Objects come from sites in the South Levant, in particular from Jerusalem, Tell el Hesi, and Samaria. The material comes almost exclusively from PEF excavations carried out between the 1860s to the 1930s, and as such is well-provenanced.
Finds from Charles Warren’s explorations of Jerusalem in the 1860s include the first examples to be documented of the so-called ‘LMLK’ jar-handles associated with the kingdom of Judah in the late 8th – 7th centuries BC. Also from Warren’s explorations are original tile fragments from the Dome of the Rock and pieces of decorative wood carving from the al-Aqsa Mosque. These were collected from remnants discarded during refurbishment of the buildings with permission from their custodians. Later excavations in Jerusalem sponsored by the PEF included those on the Ophel Hill conducted by Duncan and Macalister in the 1920s.

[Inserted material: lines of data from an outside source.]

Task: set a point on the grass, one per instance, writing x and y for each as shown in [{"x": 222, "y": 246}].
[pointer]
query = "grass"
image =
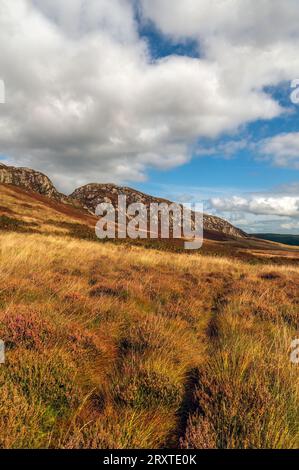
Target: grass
[{"x": 122, "y": 346}]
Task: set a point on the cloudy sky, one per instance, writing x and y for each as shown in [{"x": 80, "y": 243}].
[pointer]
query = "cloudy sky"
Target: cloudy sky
[{"x": 190, "y": 100}]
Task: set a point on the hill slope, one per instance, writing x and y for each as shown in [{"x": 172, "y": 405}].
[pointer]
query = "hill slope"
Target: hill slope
[
  {"x": 110, "y": 347},
  {"x": 89, "y": 196}
]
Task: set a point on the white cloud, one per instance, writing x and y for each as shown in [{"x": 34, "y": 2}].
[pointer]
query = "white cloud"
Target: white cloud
[
  {"x": 84, "y": 97},
  {"x": 282, "y": 149},
  {"x": 285, "y": 206},
  {"x": 290, "y": 226}
]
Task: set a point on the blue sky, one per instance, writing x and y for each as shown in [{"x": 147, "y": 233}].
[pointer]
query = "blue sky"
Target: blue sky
[{"x": 184, "y": 100}]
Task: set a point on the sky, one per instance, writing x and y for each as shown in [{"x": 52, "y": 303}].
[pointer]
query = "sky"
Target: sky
[{"x": 193, "y": 100}]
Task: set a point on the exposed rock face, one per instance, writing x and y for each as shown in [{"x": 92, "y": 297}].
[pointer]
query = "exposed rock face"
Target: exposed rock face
[
  {"x": 93, "y": 194},
  {"x": 29, "y": 179}
]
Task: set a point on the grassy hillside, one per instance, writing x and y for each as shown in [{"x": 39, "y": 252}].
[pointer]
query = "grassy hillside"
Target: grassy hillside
[
  {"x": 292, "y": 240},
  {"x": 118, "y": 346}
]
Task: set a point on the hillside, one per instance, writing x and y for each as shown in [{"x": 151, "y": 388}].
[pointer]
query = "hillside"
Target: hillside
[
  {"x": 292, "y": 240},
  {"x": 121, "y": 346},
  {"x": 89, "y": 196}
]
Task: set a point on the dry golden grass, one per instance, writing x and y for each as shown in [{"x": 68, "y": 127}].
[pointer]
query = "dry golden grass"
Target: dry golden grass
[
  {"x": 110, "y": 346},
  {"x": 118, "y": 346}
]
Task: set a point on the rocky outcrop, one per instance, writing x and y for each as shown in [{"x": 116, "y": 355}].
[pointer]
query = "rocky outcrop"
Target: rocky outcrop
[
  {"x": 29, "y": 179},
  {"x": 89, "y": 196}
]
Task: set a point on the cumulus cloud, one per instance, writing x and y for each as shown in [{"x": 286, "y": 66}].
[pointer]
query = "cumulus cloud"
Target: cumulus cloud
[
  {"x": 259, "y": 205},
  {"x": 85, "y": 98}
]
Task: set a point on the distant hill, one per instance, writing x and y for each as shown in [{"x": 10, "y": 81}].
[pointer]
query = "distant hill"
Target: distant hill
[
  {"x": 287, "y": 239},
  {"x": 89, "y": 196}
]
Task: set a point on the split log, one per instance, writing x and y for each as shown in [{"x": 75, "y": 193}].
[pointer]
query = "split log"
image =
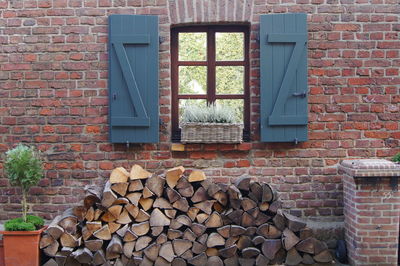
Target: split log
[
  {"x": 68, "y": 221},
  {"x": 289, "y": 239},
  {"x": 68, "y": 240},
  {"x": 167, "y": 252},
  {"x": 156, "y": 185},
  {"x": 108, "y": 195},
  {"x": 114, "y": 248},
  {"x": 182, "y": 205},
  {"x": 142, "y": 216},
  {"x": 128, "y": 248},
  {"x": 54, "y": 229},
  {"x": 103, "y": 233},
  {"x": 214, "y": 260},
  {"x": 250, "y": 252},
  {"x": 93, "y": 195},
  {"x": 215, "y": 239},
  {"x": 146, "y": 203},
  {"x": 323, "y": 257},
  {"x": 199, "y": 195},
  {"x": 141, "y": 229},
  {"x": 124, "y": 217},
  {"x": 268, "y": 231},
  {"x": 199, "y": 260},
  {"x": 243, "y": 183},
  {"x": 135, "y": 185},
  {"x": 142, "y": 242},
  {"x": 52, "y": 249},
  {"x": 228, "y": 252},
  {"x": 293, "y": 257},
  {"x": 120, "y": 188},
  {"x": 205, "y": 206},
  {"x": 306, "y": 245},
  {"x": 93, "y": 226},
  {"x": 147, "y": 193},
  {"x": 196, "y": 176},
  {"x": 158, "y": 218},
  {"x": 173, "y": 175},
  {"x": 94, "y": 245},
  {"x": 172, "y": 195},
  {"x": 162, "y": 203},
  {"x": 214, "y": 221},
  {"x": 99, "y": 258},
  {"x": 134, "y": 198},
  {"x": 82, "y": 255},
  {"x": 294, "y": 223},
  {"x": 243, "y": 242},
  {"x": 270, "y": 247}
]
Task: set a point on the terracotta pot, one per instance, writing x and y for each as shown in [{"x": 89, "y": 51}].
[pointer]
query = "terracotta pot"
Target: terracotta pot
[{"x": 21, "y": 247}]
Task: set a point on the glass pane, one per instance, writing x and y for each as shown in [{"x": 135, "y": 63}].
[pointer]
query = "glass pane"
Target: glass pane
[
  {"x": 186, "y": 102},
  {"x": 229, "y": 46},
  {"x": 192, "y": 46},
  {"x": 229, "y": 79},
  {"x": 192, "y": 80},
  {"x": 236, "y": 105}
]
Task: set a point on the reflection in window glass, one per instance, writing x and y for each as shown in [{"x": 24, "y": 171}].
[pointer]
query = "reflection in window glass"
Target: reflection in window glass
[
  {"x": 229, "y": 46},
  {"x": 187, "y": 102},
  {"x": 229, "y": 79},
  {"x": 192, "y": 79},
  {"x": 192, "y": 46},
  {"x": 236, "y": 105}
]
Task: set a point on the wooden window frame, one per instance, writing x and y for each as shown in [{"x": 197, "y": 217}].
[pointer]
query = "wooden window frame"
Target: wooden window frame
[{"x": 211, "y": 64}]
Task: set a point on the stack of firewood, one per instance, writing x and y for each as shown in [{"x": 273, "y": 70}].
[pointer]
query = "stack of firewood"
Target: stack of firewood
[{"x": 140, "y": 218}]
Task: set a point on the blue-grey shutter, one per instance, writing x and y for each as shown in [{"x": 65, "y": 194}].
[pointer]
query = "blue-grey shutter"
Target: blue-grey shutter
[
  {"x": 133, "y": 79},
  {"x": 283, "y": 71}
]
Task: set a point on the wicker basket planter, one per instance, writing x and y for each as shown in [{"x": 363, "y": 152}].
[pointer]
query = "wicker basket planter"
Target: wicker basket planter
[{"x": 211, "y": 133}]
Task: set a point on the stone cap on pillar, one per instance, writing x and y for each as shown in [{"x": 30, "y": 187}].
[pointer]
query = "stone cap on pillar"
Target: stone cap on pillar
[{"x": 370, "y": 168}]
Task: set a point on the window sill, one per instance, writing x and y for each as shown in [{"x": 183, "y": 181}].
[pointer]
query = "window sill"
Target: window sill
[{"x": 180, "y": 147}]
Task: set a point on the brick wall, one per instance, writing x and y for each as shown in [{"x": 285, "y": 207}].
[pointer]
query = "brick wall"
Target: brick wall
[
  {"x": 372, "y": 211},
  {"x": 53, "y": 88}
]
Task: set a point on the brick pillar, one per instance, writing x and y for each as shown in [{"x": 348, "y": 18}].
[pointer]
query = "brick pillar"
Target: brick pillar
[{"x": 371, "y": 210}]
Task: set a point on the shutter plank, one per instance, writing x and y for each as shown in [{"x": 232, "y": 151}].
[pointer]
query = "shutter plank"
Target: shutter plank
[
  {"x": 133, "y": 79},
  {"x": 283, "y": 73}
]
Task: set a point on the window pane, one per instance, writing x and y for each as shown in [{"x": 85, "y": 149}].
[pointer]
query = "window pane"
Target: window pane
[
  {"x": 192, "y": 46},
  {"x": 229, "y": 46},
  {"x": 186, "y": 102},
  {"x": 236, "y": 105},
  {"x": 192, "y": 80},
  {"x": 229, "y": 79}
]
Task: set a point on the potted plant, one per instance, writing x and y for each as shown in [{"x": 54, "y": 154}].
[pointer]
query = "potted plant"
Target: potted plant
[
  {"x": 212, "y": 124},
  {"x": 21, "y": 237},
  {"x": 396, "y": 158}
]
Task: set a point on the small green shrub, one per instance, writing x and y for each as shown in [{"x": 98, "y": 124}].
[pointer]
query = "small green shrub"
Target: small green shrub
[
  {"x": 210, "y": 114},
  {"x": 396, "y": 158},
  {"x": 32, "y": 223},
  {"x": 24, "y": 168}
]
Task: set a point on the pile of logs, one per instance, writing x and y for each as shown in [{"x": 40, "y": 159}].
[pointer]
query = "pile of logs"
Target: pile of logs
[{"x": 140, "y": 218}]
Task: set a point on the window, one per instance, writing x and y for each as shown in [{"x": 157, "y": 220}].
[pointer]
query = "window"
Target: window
[{"x": 210, "y": 64}]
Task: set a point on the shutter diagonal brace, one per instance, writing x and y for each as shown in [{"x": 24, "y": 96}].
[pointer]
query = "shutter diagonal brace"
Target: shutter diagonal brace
[
  {"x": 142, "y": 118},
  {"x": 277, "y": 117}
]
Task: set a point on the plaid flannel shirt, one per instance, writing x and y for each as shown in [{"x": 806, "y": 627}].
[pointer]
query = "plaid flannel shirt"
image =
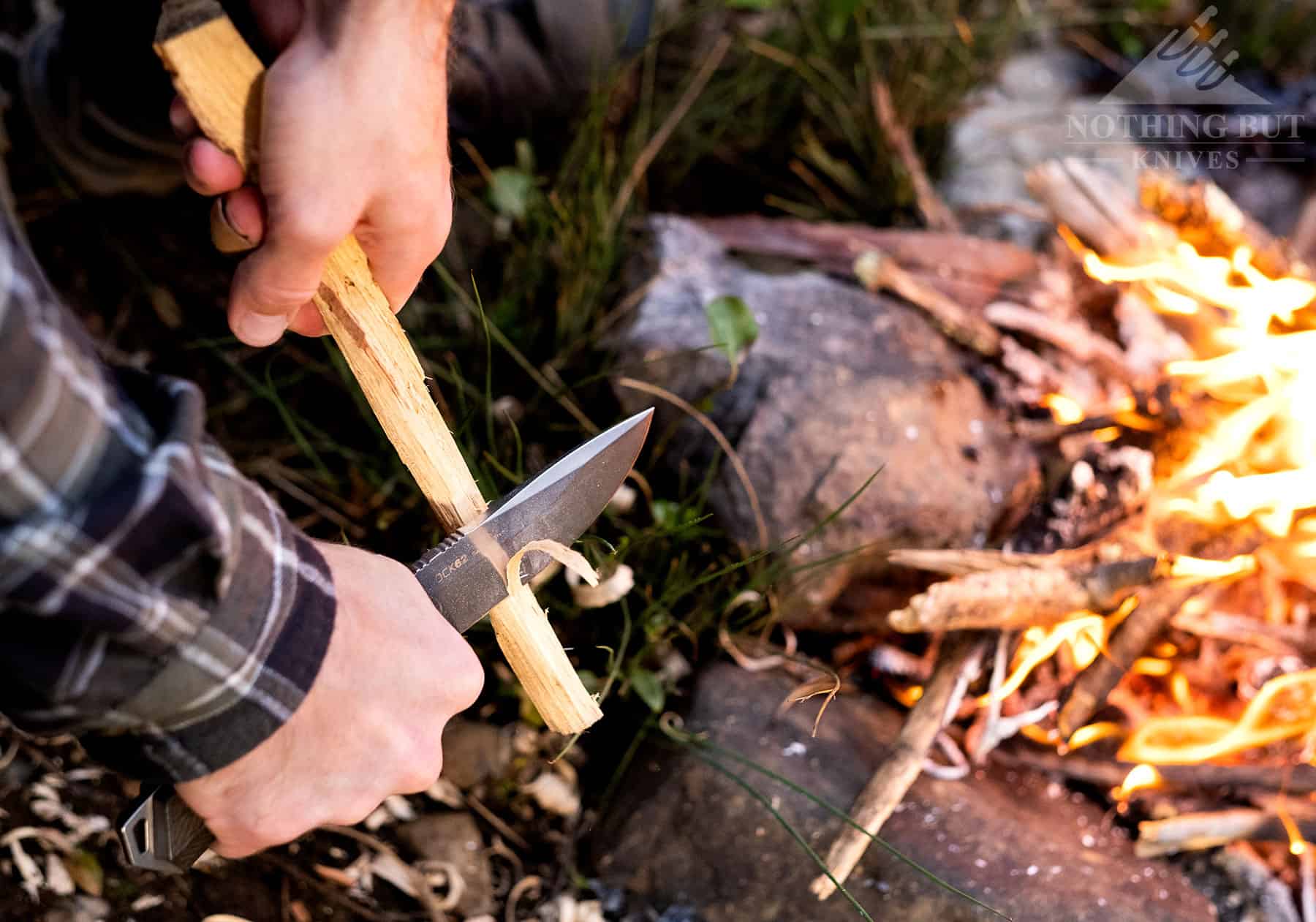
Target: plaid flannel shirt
[{"x": 151, "y": 599}]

Sir William Flinders Petrie and Frederick Jones Bliss’s expedition to Tell el-Hesi (1890-92) represented the first truly archaeological excavation in the region. Artefacts from this site in the PEF’s collections represent an occupational sequence from the third millennium BC (in the Early Bronze Age) to the Persian Period, with the final occupation ending in around 400 BC. These excavations played a crucial role in the development of archaeology as a discipline. Building on Petrie’s groundbreaking work in Egypt, Petrie and Bliss were able to associate groups of objects excavated at Tell el Hesi with different time periods. This contributed to a relative chronological framework, tying cultural and historical developments within the Levant to neighbouring areas in the eastern Mediterranean and the wider Near East. There have been more recent excavations at Tell el-Hesi, under the auspices of the American Schools of Oriental Research (ASOR).

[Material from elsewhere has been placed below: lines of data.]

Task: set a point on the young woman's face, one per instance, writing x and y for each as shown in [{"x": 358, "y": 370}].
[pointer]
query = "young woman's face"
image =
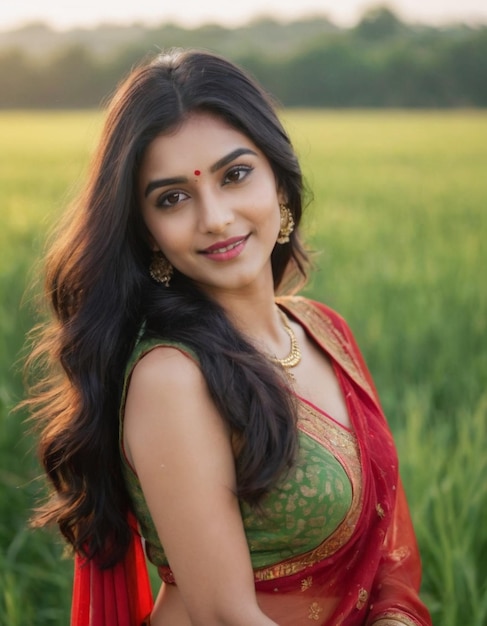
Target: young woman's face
[{"x": 210, "y": 201}]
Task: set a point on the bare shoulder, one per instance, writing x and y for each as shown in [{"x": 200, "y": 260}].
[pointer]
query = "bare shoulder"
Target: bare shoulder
[
  {"x": 169, "y": 407},
  {"x": 165, "y": 368}
]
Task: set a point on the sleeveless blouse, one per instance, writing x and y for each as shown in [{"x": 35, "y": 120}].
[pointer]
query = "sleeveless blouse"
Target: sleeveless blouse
[{"x": 311, "y": 510}]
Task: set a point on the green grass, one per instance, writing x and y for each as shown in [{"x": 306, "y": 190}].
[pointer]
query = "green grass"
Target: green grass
[{"x": 397, "y": 222}]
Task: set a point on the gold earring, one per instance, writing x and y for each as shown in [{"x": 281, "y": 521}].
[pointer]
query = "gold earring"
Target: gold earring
[
  {"x": 160, "y": 269},
  {"x": 287, "y": 223}
]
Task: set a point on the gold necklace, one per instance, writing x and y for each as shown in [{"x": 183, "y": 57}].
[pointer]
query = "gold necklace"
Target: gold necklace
[{"x": 294, "y": 356}]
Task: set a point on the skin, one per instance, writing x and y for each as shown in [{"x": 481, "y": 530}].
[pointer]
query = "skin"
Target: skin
[{"x": 174, "y": 436}]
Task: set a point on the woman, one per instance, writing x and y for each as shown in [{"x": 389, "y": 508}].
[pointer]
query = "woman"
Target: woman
[{"x": 238, "y": 432}]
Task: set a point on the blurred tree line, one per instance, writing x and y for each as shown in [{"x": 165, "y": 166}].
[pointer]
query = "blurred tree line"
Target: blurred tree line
[{"x": 380, "y": 62}]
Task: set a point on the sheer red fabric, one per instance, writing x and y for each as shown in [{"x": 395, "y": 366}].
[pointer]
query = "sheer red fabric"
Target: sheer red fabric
[
  {"x": 118, "y": 596},
  {"x": 375, "y": 573}
]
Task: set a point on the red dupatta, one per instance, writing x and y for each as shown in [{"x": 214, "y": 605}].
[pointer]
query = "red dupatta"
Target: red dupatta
[
  {"x": 376, "y": 572},
  {"x": 118, "y": 596}
]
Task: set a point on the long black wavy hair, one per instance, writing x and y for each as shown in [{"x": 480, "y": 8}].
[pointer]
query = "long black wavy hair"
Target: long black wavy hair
[{"x": 101, "y": 295}]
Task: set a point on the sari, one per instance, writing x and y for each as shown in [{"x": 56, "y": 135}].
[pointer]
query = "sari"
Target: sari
[{"x": 368, "y": 568}]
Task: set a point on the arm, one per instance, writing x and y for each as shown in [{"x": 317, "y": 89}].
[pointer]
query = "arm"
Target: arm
[{"x": 181, "y": 450}]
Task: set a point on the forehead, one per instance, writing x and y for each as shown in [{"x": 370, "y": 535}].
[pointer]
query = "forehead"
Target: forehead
[{"x": 197, "y": 143}]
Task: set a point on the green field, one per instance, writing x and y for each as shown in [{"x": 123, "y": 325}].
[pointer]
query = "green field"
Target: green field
[{"x": 398, "y": 223}]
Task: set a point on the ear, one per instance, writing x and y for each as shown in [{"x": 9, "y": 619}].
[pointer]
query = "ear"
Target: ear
[{"x": 281, "y": 196}]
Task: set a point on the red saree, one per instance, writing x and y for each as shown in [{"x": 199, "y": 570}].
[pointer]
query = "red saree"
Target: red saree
[
  {"x": 367, "y": 569},
  {"x": 376, "y": 572}
]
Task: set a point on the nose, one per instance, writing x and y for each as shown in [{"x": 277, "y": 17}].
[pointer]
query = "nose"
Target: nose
[{"x": 215, "y": 214}]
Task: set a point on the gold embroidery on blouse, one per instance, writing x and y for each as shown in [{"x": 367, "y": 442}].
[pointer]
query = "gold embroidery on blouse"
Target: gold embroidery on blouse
[
  {"x": 362, "y": 598},
  {"x": 330, "y": 338},
  {"x": 398, "y": 617},
  {"x": 343, "y": 444},
  {"x": 306, "y": 583},
  {"x": 314, "y": 611}
]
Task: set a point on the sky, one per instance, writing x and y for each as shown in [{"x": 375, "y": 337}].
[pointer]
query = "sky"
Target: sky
[{"x": 62, "y": 14}]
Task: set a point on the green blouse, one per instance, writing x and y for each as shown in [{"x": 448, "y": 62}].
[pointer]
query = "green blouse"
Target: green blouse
[{"x": 312, "y": 502}]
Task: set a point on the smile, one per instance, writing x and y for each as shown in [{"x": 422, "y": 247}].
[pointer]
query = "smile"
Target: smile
[{"x": 226, "y": 250}]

PEF sponsored excavations directed by John Crowfoot at Samaria in the 1930s uncovered remains from Byzantine, Roman and Hellenistic periods, and also the Iron Age. These followed the small-scale excavations on the summit by Harvard University (1908-1910), which had already uncovered the western part of the acropolis including buildings from the dynasties of Israelite kings Omri and Jehu. Crowfoot’s excavations in the 1930s focused on clearing the Israelite fortress, leading to the discovery of thousands of ivory fragments from elaborately inlayed furniture in one of its buildings. These seemed to reflect most vividly what is referred to in the Bible as Ahab’s ‘House of Ivory’ (1 Kings 22:39). The ivories were distributed amongst all the sponsors of the Samaria excavations, including the PEF.
Crowfoot’s excavation team included the young Kathleen Kenyon on her first expedition to the Levant. She made significant contributions to the recording and interpretation of Samaria’s stratigraphy using methods learned from Tessa and Mortimer Wheeler, and later applied these techniques at Jericho and Jerusalem.

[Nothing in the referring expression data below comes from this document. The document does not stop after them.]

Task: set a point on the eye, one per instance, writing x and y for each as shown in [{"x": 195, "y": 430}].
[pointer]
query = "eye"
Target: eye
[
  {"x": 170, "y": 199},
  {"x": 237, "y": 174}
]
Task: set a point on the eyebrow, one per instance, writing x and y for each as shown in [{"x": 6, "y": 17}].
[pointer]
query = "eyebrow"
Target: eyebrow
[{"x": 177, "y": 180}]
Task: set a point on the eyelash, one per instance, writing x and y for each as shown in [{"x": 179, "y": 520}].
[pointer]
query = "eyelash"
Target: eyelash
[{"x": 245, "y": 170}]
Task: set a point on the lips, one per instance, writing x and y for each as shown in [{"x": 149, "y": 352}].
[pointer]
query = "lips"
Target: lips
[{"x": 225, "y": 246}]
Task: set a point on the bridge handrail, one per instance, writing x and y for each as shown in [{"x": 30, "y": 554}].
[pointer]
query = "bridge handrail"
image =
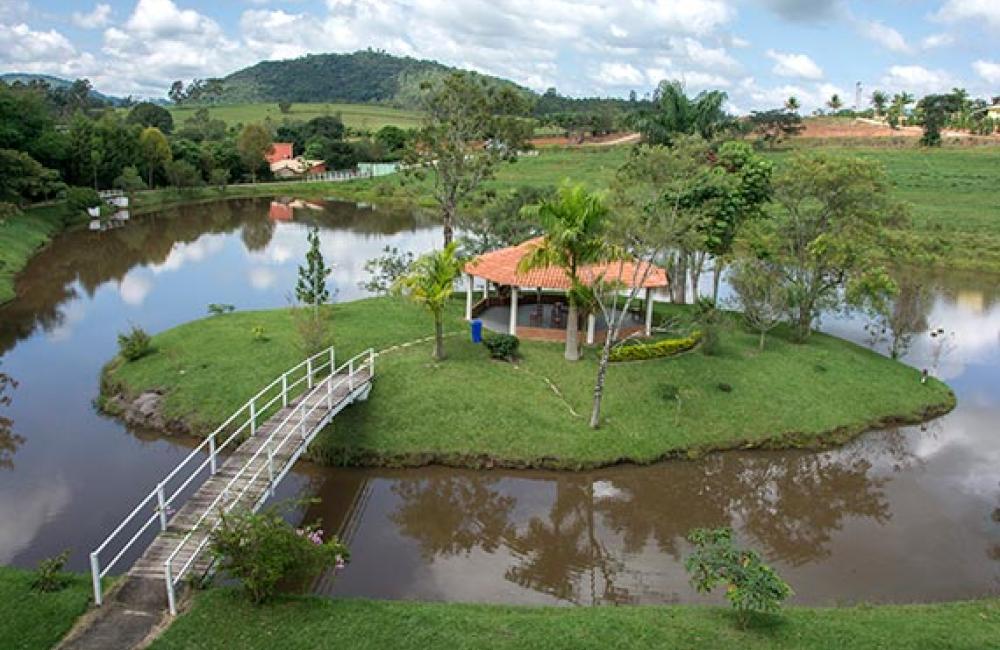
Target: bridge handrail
[
  {"x": 288, "y": 381},
  {"x": 353, "y": 368}
]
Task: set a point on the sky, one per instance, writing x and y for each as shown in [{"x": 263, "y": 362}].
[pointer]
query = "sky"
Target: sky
[{"x": 759, "y": 51}]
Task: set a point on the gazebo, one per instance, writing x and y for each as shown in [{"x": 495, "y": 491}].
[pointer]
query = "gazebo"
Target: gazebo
[{"x": 533, "y": 304}]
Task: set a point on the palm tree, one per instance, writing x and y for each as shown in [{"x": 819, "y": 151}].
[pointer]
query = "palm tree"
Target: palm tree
[
  {"x": 879, "y": 101},
  {"x": 574, "y": 223},
  {"x": 431, "y": 283}
]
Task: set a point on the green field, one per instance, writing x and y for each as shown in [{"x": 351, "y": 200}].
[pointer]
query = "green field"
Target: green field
[
  {"x": 30, "y": 620},
  {"x": 221, "y": 619},
  {"x": 367, "y": 117},
  {"x": 817, "y": 394}
]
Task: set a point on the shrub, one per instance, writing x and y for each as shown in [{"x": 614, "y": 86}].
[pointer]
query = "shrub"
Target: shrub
[
  {"x": 218, "y": 309},
  {"x": 663, "y": 348},
  {"x": 263, "y": 550},
  {"x": 49, "y": 576},
  {"x": 751, "y": 586},
  {"x": 134, "y": 344},
  {"x": 502, "y": 346}
]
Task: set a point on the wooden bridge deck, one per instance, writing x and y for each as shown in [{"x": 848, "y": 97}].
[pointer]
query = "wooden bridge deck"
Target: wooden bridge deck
[{"x": 254, "y": 482}]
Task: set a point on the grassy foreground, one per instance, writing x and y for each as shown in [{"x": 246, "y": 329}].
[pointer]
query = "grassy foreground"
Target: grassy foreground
[
  {"x": 30, "y": 620},
  {"x": 219, "y": 618},
  {"x": 471, "y": 411}
]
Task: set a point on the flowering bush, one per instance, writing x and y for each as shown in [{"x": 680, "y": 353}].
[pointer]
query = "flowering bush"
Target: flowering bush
[{"x": 263, "y": 550}]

Also in the PEF’s collections from the Samaria excavations is what has become known as its ‘Silver Scroll’. Originally, this artefact was recorded as a bronze cylinder or amulet from one of the Late Roman period tombs (3rd to 5th centuries AD). Following painstaking conservation work during the 1990s, the silver scroll was unrolled to reveal an incantation inscribed in Hebrew and Aramaic.
Other sites represented within the PEF’s archaeological collections include: Gezer, Tell Jemmeh, Tell Sandahannah (Classical Marisa/Mareshah), Tell el-Yahudiyeh, and sites covered in the 1913-1914 Survey of the Negev (The Wilderness of Zin) by C. L. Woolley and T.E. Lawrence.